To put this in perspective, Dickerson compared the amount that the six counties combined will need to pay each year for their pensions, $1.6 billion, to the total property tax revenues retained by these six counties last year, which is also $1.6 billion. Get it? “My property tax, your pension,” is not mere rhetoric. Literally 100% of the property tax revenue available to these counties will be just enough to fund the pensions for county workers in the coming years.

For anyone so inclined, wading through the entire 10,000 word study produced by Dickerson is well worth the time. Because the counties he evaluated, Alameda, Contra Costa, Marin, Mendocino, San Mateo, and Sonoma, are not unique. Even though all six of them have their own independent pension funds, the differences between how Dickerson’s analysis affected them were too insignificant to mention here. And what they are going to face is unlikely to differ significantly from any of California’s other local government pension funds, or CalPERS or CalSTRS for that matter.

This is the context in which the pension debate rages onwards. Pension reformers are accused of being economic pessimists, afflicted with pension envy, tools of Wall Street bankers (a supreme irony since government employee pension funds and government borrowing are one of the biggest sources of Wall Street profits), right-wing zealots, libertarian whackos, Darwinian brutes, tea-bagging extremists, union bashers, destroyers of the middle class and “working families,” mean spirited, disrespectful – people who deserve to fend for themselves since they obviously don’t appreciate police or firefighters, and on, and on, and on. And all of these accusations are nothing more than well-funded, utterly misleading propaganda.

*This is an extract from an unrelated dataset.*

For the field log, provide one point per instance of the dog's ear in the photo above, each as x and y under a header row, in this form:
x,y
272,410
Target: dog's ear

The arithmetic, fact-based reality is this: We are on track to spend more money each year to pay public sector pensions than we will spend on social security for five times as many citizens. The average government employee retires with benefits that are five times more lucrative than the average social security recipient. Government employee pension funds are employing desperate tactics to achieve the unachievable 7.5% rate of return and in the process they are endangering the stability and liquidity of America’s financial markets, as well as extracting over-market returns that in-turn deny opportunities to small investors who also need to save for retirement. And taxpayers are being tapped to guarantee pension fund solvency – based on unrealistic projections for pension fund returns – yet have no access to remotely comparable risk-free rates of return on their own investments.

Moody’s has fired a shot that will be heard around the world. Accountants, open your spreadsheets and sharpen your pencils. It is up to financially trained citizen volunteers like John Dickerson to cast a bright light on the true state of California’s public employee pension funds, since those officially tasked with this great responsibility continue to downplay the problem.